Search code examples
rubycsvlogstashfilebeat

How to resolve parsing error for CSV file in Logstash


I am using Filebeat to send a CSV file to Logstash and then up to Kibana, however I am getting a parsing error when the CSV file is picked up by Logstash.

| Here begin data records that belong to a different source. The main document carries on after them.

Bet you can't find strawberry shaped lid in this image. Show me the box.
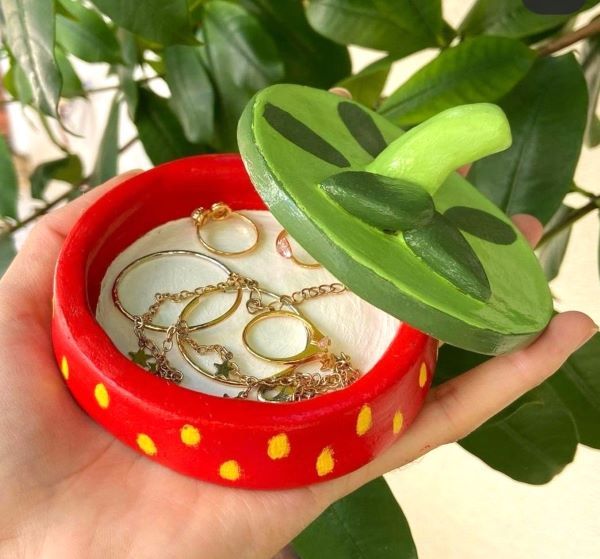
[238,84,552,354]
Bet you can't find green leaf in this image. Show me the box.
[337,56,393,109]
[89,94,121,186]
[379,37,535,126]
[458,0,597,39]
[134,87,204,165]
[163,45,215,144]
[0,236,17,278]
[549,334,600,449]
[56,0,120,64]
[293,478,417,559]
[403,212,492,301]
[0,136,19,218]
[538,205,573,281]
[0,0,61,116]
[307,0,447,58]
[581,29,600,147]
[29,155,83,198]
[241,0,351,89]
[468,54,587,223]
[3,56,33,105]
[204,0,284,150]
[436,345,577,485]
[54,47,85,98]
[321,171,435,233]
[92,0,196,45]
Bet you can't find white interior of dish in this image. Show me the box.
[96,211,400,396]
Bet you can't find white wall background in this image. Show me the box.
[5,0,600,559]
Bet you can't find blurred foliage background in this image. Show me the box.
[0,0,600,559]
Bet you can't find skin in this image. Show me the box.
[0,174,597,559]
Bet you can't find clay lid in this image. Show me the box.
[238,85,552,354]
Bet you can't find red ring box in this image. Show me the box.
[52,155,437,489]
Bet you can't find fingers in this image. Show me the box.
[511,214,544,247]
[0,171,140,324]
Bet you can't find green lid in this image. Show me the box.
[238,85,552,354]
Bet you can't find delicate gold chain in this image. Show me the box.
[134,272,360,401]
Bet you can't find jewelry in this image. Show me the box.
[275,229,321,268]
[112,250,242,332]
[175,287,300,386]
[242,310,331,364]
[192,202,260,256]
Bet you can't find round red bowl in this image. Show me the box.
[52,155,437,489]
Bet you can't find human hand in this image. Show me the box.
[0,175,597,559]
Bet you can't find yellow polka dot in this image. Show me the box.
[60,355,69,380]
[179,424,202,446]
[356,404,373,437]
[267,433,290,460]
[392,410,404,435]
[135,433,158,456]
[419,363,427,388]
[94,382,110,410]
[317,446,335,477]
[219,460,242,481]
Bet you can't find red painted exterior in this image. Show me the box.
[53,155,437,488]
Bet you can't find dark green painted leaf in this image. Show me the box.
[0,136,19,218]
[293,478,417,559]
[379,37,535,126]
[54,47,85,99]
[337,56,393,109]
[459,0,597,39]
[89,94,121,186]
[163,45,215,144]
[56,0,120,64]
[538,205,573,281]
[435,345,577,485]
[241,0,352,89]
[403,213,492,301]
[338,101,387,157]
[29,155,83,198]
[3,57,33,105]
[264,103,350,167]
[134,87,205,165]
[203,0,284,150]
[92,0,196,45]
[0,237,17,278]
[444,206,517,245]
[468,54,587,223]
[581,29,600,147]
[549,334,600,449]
[321,171,435,233]
[307,0,447,58]
[0,0,61,116]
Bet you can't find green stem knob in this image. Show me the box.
[366,103,512,194]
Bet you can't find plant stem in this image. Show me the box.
[537,18,600,56]
[0,136,139,240]
[536,195,600,248]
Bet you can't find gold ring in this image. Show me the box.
[242,310,331,365]
[112,250,242,332]
[275,229,321,268]
[175,288,300,387]
[192,202,260,256]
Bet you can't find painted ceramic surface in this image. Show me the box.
[238,85,552,354]
[53,155,437,488]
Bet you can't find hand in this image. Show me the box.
[0,176,597,559]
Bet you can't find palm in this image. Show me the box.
[0,173,594,559]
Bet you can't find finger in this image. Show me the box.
[0,171,140,319]
[511,214,544,247]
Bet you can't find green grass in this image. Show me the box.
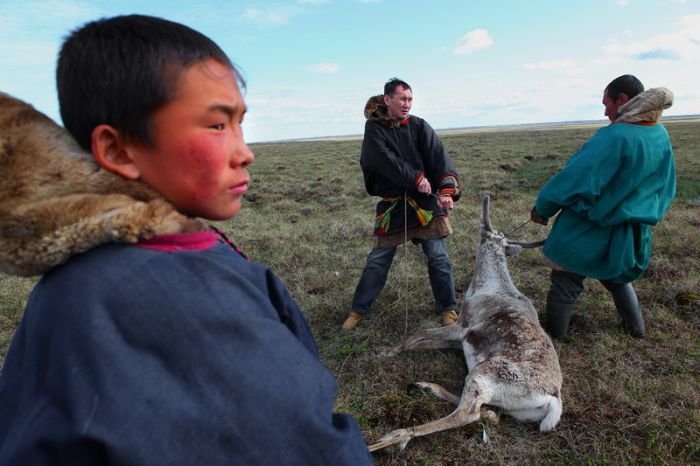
[0,120,700,465]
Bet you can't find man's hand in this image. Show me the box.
[530,207,549,225]
[438,196,455,210]
[418,178,433,194]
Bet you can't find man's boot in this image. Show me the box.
[545,270,584,340]
[601,281,644,338]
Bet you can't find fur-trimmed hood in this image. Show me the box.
[365,94,410,128]
[0,92,208,276]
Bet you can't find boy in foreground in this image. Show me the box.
[0,15,371,465]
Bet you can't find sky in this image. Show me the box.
[0,0,700,143]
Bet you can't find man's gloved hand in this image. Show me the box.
[418,178,433,194]
[530,207,549,225]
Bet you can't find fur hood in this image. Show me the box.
[0,92,208,276]
[365,94,410,128]
[615,87,673,123]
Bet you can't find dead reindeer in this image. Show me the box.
[369,196,562,451]
[0,92,207,276]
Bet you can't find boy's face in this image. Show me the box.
[131,59,255,220]
[384,86,413,120]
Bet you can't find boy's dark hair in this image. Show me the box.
[56,15,245,151]
[605,74,644,100]
[384,78,413,95]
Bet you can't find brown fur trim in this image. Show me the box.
[0,92,208,276]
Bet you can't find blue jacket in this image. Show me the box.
[0,233,371,466]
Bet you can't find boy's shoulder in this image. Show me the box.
[0,93,206,276]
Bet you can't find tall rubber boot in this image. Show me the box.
[601,281,644,338]
[545,270,584,340]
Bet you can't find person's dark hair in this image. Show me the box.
[384,78,412,95]
[56,15,245,151]
[605,74,644,100]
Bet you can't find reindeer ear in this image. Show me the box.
[506,244,523,256]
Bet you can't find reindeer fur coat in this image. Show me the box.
[0,95,371,466]
[0,93,207,276]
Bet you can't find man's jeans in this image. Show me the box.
[352,238,457,314]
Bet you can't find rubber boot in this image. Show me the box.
[601,281,644,338]
[546,270,584,340]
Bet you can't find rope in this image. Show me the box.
[403,191,408,340]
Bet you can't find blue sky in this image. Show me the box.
[0,0,700,142]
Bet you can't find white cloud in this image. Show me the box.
[308,63,340,74]
[523,58,583,76]
[603,15,700,61]
[454,29,493,55]
[243,8,291,25]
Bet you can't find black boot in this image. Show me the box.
[601,281,644,338]
[546,270,584,339]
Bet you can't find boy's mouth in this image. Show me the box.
[229,180,250,195]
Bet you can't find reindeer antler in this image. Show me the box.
[508,238,547,249]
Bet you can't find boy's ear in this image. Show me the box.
[92,125,141,180]
[617,92,630,105]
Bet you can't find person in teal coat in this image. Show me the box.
[531,75,676,339]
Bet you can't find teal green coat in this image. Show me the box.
[535,123,676,283]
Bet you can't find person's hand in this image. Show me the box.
[530,207,549,225]
[438,196,455,210]
[418,178,433,194]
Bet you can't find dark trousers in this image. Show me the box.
[546,270,645,339]
[352,238,457,314]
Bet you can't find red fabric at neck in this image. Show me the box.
[136,230,219,252]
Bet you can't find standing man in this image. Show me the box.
[531,75,676,339]
[343,78,461,331]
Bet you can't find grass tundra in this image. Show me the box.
[0,119,700,465]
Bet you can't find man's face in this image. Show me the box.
[603,89,629,122]
[384,86,413,120]
[125,59,254,220]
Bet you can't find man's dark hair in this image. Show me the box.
[384,78,412,95]
[56,15,245,151]
[605,74,644,100]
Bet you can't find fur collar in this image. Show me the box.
[615,87,673,123]
[0,92,208,276]
[365,94,410,128]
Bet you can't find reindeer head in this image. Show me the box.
[479,194,523,256]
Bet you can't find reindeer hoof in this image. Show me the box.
[368,429,413,452]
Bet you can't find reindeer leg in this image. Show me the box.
[411,382,501,424]
[384,323,466,356]
[368,376,492,452]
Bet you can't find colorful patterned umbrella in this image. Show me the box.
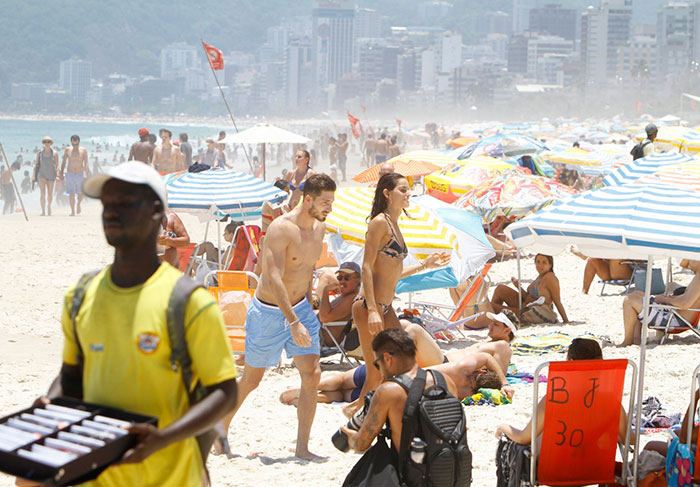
[326,187,456,259]
[352,151,446,183]
[425,156,527,203]
[454,172,578,221]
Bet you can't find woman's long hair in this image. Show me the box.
[367,172,406,221]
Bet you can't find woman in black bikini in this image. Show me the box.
[345,172,447,414]
[284,149,316,210]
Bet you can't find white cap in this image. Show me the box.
[83,161,168,210]
[486,311,518,335]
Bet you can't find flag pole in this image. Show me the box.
[0,142,29,221]
[199,39,255,175]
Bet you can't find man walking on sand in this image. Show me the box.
[220,174,336,461]
[61,135,90,216]
[129,128,155,164]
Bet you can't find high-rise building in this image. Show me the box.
[160,42,201,79]
[529,4,576,41]
[581,0,632,85]
[512,0,537,34]
[656,2,700,76]
[59,57,92,101]
[312,1,355,90]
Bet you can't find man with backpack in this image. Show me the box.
[32,161,237,487]
[341,328,472,487]
[630,123,659,160]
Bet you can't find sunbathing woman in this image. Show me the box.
[496,338,627,445]
[570,247,632,294]
[345,173,447,414]
[491,254,569,324]
[285,149,316,210]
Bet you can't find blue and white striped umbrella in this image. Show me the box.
[166,170,287,220]
[603,152,693,186]
[505,184,700,260]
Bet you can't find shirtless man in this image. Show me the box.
[61,135,90,216]
[129,128,155,164]
[224,174,336,460]
[152,129,185,174]
[618,260,700,347]
[158,211,190,269]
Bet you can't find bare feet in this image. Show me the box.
[294,448,328,463]
[280,389,299,406]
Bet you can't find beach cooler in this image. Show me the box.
[0,398,158,486]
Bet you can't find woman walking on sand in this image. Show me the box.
[345,172,446,414]
[34,135,58,216]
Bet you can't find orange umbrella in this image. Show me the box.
[352,157,440,183]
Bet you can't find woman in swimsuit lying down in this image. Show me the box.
[491,254,569,323]
[345,172,447,414]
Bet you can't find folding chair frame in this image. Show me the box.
[649,304,700,345]
[530,359,640,487]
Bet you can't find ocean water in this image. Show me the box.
[0,119,223,163]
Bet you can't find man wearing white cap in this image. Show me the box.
[34,161,237,486]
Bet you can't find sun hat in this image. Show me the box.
[486,311,518,335]
[83,161,168,210]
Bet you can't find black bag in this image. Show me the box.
[496,437,530,487]
[343,434,401,487]
[630,140,651,161]
[391,369,472,487]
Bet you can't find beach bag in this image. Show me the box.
[390,369,472,487]
[343,433,401,487]
[630,139,651,161]
[496,436,530,487]
[520,304,557,325]
[70,271,218,470]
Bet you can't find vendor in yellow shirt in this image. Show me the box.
[32,161,237,487]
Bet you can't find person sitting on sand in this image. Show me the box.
[318,262,362,347]
[491,254,569,324]
[280,346,514,406]
[158,211,190,269]
[496,338,627,445]
[619,260,700,347]
[569,246,644,294]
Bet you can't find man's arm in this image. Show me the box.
[340,382,394,453]
[121,379,238,463]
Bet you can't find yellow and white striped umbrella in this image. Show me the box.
[326,187,457,259]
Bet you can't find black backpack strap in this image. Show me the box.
[70,270,100,372]
[399,368,427,481]
[166,276,204,405]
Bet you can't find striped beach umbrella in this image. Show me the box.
[603,152,694,186]
[326,187,456,259]
[505,184,700,260]
[454,172,578,222]
[425,156,516,203]
[166,170,287,220]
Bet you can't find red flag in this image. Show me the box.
[348,110,360,139]
[202,41,224,71]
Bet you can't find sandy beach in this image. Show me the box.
[0,196,700,487]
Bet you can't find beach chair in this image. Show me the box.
[598,261,653,296]
[649,303,700,345]
[177,243,197,274]
[411,264,492,341]
[204,271,258,353]
[530,359,637,486]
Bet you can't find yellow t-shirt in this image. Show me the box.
[62,264,236,487]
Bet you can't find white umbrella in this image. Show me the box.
[218,123,311,179]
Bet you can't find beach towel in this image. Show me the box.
[462,389,513,406]
[510,331,597,355]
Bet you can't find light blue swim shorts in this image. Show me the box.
[245,296,321,367]
[64,172,83,194]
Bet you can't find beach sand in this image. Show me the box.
[0,202,700,487]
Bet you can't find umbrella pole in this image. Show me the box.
[632,255,654,485]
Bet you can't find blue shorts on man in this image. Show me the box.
[245,296,321,368]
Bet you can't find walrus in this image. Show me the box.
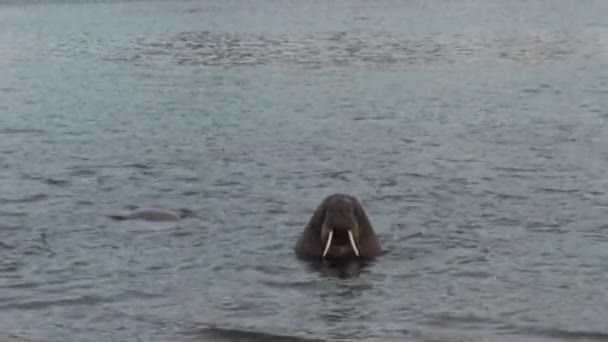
[109,208,181,222]
[294,193,382,260]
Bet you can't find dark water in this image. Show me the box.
[0,0,608,341]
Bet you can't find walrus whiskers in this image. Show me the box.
[323,229,334,258]
[348,229,359,256]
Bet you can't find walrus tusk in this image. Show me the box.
[348,230,359,256]
[323,230,334,258]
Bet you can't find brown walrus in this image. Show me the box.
[295,193,382,260]
[110,208,181,222]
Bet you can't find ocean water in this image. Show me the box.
[0,0,608,342]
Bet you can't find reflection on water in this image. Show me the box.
[0,0,608,342]
[109,31,597,68]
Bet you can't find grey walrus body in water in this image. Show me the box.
[294,193,382,260]
[110,208,181,222]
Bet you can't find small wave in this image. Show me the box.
[0,194,48,204]
[0,295,114,310]
[106,31,588,67]
[501,326,608,341]
[188,326,323,342]
[0,128,44,134]
[533,187,580,194]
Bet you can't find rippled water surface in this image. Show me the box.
[0,0,608,341]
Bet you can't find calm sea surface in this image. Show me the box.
[0,0,608,342]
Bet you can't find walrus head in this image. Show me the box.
[295,194,381,259]
[320,196,361,259]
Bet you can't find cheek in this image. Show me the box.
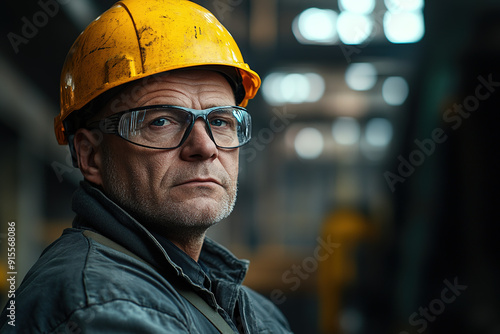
[219,150,239,183]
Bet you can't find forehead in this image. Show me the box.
[105,69,235,115]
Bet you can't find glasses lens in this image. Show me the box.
[118,108,191,148]
[118,107,251,149]
[207,107,251,148]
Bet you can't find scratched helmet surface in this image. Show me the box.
[54,0,261,144]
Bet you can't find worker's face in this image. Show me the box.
[98,70,238,238]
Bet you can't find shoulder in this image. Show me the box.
[241,286,291,333]
[1,229,193,333]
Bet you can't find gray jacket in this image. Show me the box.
[0,182,290,334]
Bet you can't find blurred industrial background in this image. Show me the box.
[0,0,500,334]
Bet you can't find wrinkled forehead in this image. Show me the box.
[104,69,235,116]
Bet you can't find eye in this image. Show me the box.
[210,118,228,127]
[150,118,170,127]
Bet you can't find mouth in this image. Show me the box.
[177,178,222,187]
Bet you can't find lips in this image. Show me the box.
[177,178,222,187]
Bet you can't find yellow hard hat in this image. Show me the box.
[54,0,261,144]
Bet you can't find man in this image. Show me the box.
[0,0,290,333]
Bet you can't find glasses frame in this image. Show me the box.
[86,105,252,150]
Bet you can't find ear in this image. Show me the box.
[74,129,103,186]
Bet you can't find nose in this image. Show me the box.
[181,119,219,161]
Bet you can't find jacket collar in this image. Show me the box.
[72,181,249,288]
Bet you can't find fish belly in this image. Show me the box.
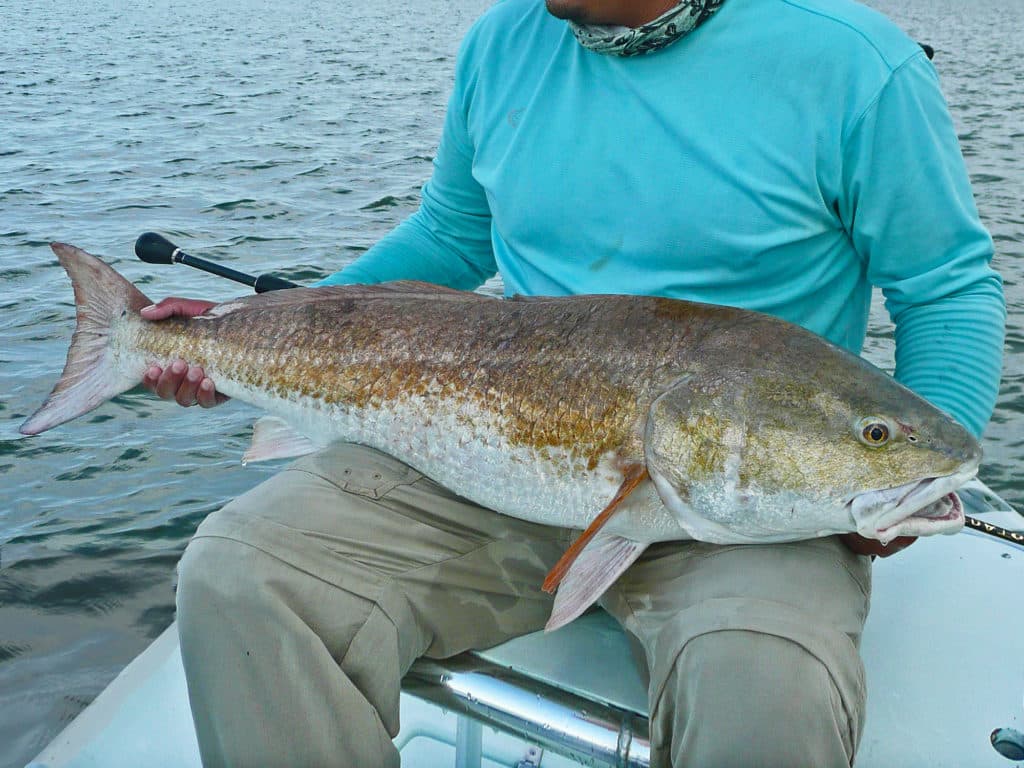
[215,375,675,542]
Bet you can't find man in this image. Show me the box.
[145,0,1005,768]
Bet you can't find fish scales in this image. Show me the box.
[22,244,981,629]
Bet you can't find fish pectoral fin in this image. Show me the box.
[542,464,650,594]
[544,534,647,632]
[242,416,321,464]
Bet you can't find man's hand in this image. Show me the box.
[840,534,918,557]
[140,297,228,408]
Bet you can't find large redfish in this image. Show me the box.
[22,244,981,629]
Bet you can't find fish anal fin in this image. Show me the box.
[544,534,647,632]
[542,464,650,594]
[242,416,322,464]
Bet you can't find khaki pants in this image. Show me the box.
[177,445,870,768]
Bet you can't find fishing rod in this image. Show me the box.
[135,232,1024,549]
[135,232,300,293]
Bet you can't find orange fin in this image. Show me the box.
[544,534,647,632]
[542,464,650,594]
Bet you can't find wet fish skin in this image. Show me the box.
[22,245,981,626]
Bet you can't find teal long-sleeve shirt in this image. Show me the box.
[322,0,1006,434]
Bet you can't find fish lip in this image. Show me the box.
[848,463,978,544]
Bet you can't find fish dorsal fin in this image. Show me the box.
[242,416,323,464]
[544,532,647,632]
[543,464,650,594]
[205,280,497,317]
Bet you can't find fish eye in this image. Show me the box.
[859,419,889,447]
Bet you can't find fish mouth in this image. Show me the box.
[848,466,978,544]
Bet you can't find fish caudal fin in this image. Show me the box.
[18,243,152,434]
[544,534,647,632]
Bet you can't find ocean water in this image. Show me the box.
[0,0,1024,766]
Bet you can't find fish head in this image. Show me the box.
[644,353,981,544]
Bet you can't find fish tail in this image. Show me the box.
[18,243,152,434]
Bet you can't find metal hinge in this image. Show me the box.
[512,746,544,768]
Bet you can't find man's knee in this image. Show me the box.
[652,630,863,768]
[175,537,258,625]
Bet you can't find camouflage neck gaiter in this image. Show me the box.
[568,0,725,56]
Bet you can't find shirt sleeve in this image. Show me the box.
[840,53,1006,435]
[316,33,498,290]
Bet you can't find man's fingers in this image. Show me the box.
[156,360,188,400]
[142,366,164,394]
[174,366,206,408]
[196,378,227,408]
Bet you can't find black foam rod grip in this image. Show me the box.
[135,232,178,264]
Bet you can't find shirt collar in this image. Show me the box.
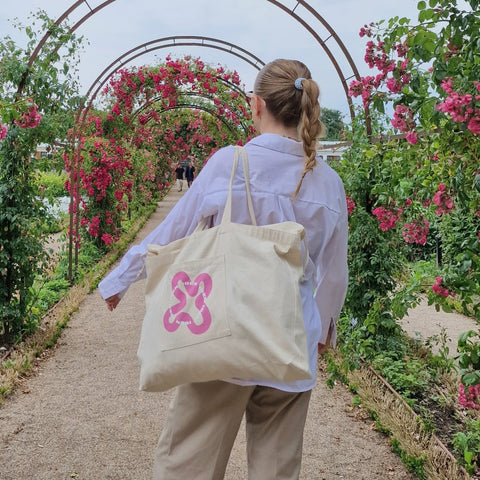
[247,133,303,157]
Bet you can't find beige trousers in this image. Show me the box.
[153,381,311,480]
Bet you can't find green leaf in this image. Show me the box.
[473,174,480,193]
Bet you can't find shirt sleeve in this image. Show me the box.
[315,197,348,346]
[98,165,213,299]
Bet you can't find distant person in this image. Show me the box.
[99,59,348,480]
[175,163,184,192]
[185,160,195,188]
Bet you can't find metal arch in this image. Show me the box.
[133,92,249,135]
[85,36,265,114]
[17,0,371,278]
[139,102,244,133]
[85,35,265,108]
[19,0,362,120]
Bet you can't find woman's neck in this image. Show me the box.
[259,114,299,142]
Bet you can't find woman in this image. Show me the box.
[99,59,348,480]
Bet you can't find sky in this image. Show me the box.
[0,0,418,115]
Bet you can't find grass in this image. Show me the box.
[0,194,162,404]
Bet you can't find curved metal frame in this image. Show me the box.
[141,102,240,133]
[17,0,371,278]
[133,92,249,135]
[21,0,360,118]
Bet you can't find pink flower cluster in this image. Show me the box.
[0,120,8,140]
[402,215,430,245]
[458,383,480,410]
[372,207,403,232]
[14,98,42,128]
[391,105,418,145]
[433,183,455,216]
[432,277,455,298]
[435,77,480,135]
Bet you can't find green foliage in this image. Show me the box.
[321,107,345,140]
[457,330,480,387]
[453,420,480,474]
[35,172,68,200]
[0,11,84,344]
[373,352,436,405]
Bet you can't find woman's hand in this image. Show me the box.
[105,293,121,312]
[318,322,333,355]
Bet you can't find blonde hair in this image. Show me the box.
[253,59,325,197]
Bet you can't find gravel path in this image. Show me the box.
[0,191,472,480]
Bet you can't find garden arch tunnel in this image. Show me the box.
[19,0,371,278]
[24,0,364,122]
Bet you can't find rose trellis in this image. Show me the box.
[65,56,253,255]
[336,0,480,416]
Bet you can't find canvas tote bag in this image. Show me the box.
[138,147,311,391]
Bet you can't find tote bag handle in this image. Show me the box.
[222,145,257,225]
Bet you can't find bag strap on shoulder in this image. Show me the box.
[222,145,257,225]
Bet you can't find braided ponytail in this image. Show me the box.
[294,79,325,197]
[253,59,324,197]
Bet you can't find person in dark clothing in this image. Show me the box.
[175,164,184,192]
[185,161,195,188]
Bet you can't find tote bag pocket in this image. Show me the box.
[149,256,231,351]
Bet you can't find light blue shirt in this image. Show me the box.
[99,134,348,392]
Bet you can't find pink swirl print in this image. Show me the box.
[163,272,212,335]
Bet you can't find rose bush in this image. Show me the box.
[66,56,253,245]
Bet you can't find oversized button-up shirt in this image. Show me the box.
[99,134,348,392]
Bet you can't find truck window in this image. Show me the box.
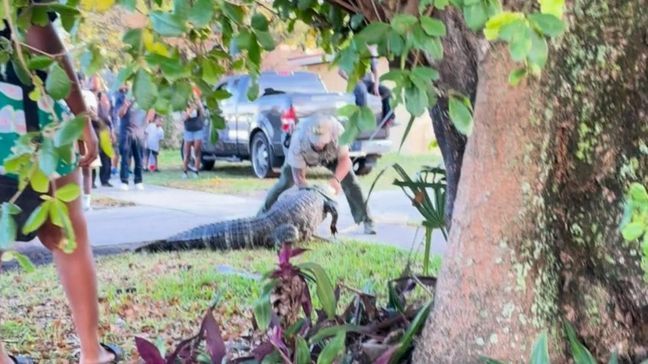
[259,72,327,96]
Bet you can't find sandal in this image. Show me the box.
[99,344,124,364]
[9,355,34,364]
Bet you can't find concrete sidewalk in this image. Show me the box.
[19,185,445,260]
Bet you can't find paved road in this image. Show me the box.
[15,185,445,261]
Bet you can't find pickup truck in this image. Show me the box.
[185,72,391,178]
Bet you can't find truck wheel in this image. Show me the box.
[180,140,216,171]
[250,132,275,178]
[353,157,376,176]
[202,159,216,171]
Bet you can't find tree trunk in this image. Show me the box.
[414,0,648,363]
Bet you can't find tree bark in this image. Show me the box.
[414,0,648,363]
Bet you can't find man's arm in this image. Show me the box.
[333,147,353,183]
[292,167,308,188]
[27,23,99,167]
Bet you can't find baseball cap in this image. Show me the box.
[307,115,336,145]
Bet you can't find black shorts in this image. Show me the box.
[0,175,43,241]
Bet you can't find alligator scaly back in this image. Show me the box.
[137,188,337,251]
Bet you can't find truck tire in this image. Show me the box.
[353,156,378,176]
[250,132,276,179]
[180,140,216,171]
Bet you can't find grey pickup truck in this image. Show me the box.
[185,72,391,178]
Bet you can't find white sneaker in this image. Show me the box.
[81,195,92,211]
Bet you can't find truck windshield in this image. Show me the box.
[259,72,327,95]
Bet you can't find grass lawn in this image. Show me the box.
[144,150,441,195]
[0,241,440,363]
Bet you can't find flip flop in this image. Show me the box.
[9,355,34,364]
[99,344,124,364]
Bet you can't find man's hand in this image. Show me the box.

This is the contents of the CSV file:

time    version id  score   type

May 6, 2020 @ 11:29:59.863  1 2 PPy_6XEBuZH417wO9uVe  _doc

The logstash.conf:

input {
  beats {
    port => 5044
  }
}
filter {
  csv {
      separator => ","
      columns =>["time","version","id","index","score","type"]
      }
}
output {
  elasticsearch {
    hosts => ["http://localhost:9200"]
    index => "%{[@metadata][beat]}-%{[@metadata][version]}-%{+YYYY.MM.dd}"
  }
}

Filebeat.yml:

filebeat.inputs:

# Each - is an input. Most options can be set at the input level, so
# you can use different inputs for various configurations.
# Below are the input specific configurations.

- type: log

  # Change to true to enable this input configuration.
  enabled: true

  # Paths that should be crawled and fetched. Glob based paths.
  paths:
    - /etc/test/*.csv
    #- c:\programdata\elasticsearch\logs\*

and the error in Logstash:

[2020-05-27T12:28:14,585][WARN ][logstash.filters.csv     ][main] Error parsing csv {:field=>"message", :source=>"time,version,id,score,type,,,,,,,,,,,,,,,,,,,,,,,,,,,,,,,,,", :exception=>#<TypeError: wrong argument type String (expected LogStash::Timestamp)>}
[2020-05-27T12:28:14,586][WARN ][logstash.filters.csv     ][main] Error parsing csv {:field=>"message", :source=>"\"May 6, 2020 @ 11:29:59.863\",1,2,PPy_6XEBuZH417wO9uVe,_doc,,,,,,,,,,,,,,,,,,,,,,,,,,,,,,,,,", :exception=>#<TypeError: wrong argument type String (expected LogStash::Timestamp)>}

I do get some data in Kibana but not what I want to see.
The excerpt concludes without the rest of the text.